Colère de M. Mouret

Aujourd’hui, j’ai retrouvé Henri dans les escaliers comme souvent et nous nous sommes adossés à la fenêtre pour discuter. Ah, on discutait de notre pays et de son herbe verte! On fermait les yeux et on s’y revoyait! On en parlait car justement Henri rentre chez lui aujourd’hui!  J’étais tout de même inquiète (c’est interdit mais de plus M. Mouret est aux aguets, toujours grognon et Bourdoncle me guette, m’observe comme une lionne guettant sa proie!) et j’ai eu raison. On a été surpris alors qu’Henri pleurait devant moi et me baisait la main.

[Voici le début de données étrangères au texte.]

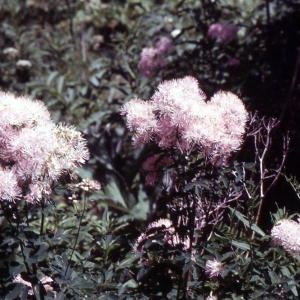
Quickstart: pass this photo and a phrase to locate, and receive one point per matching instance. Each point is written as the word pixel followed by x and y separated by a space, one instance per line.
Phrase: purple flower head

J’ai été convoquée dans le bureau de M. Mouet où sa colère a explosé: il est jaloux de Hutin et de Henri! Il a menacé de chasser Henri, il parlait très froidement mais je suis restée forte, résistant à l’envie de pleurer. Le regard de Madame Hédouin veillait sur moi! Et là, M. Mouret a craqué me déclarant son amour, jurant ne plus voir les autres filles…L’entretien s’est finalement mieux terminé, j’ai réussi à retrouver ma gaité naturelle et lui est dit que l’avis d’une femme est toujours utile à  écouter et que je ferai de lui un brave homme!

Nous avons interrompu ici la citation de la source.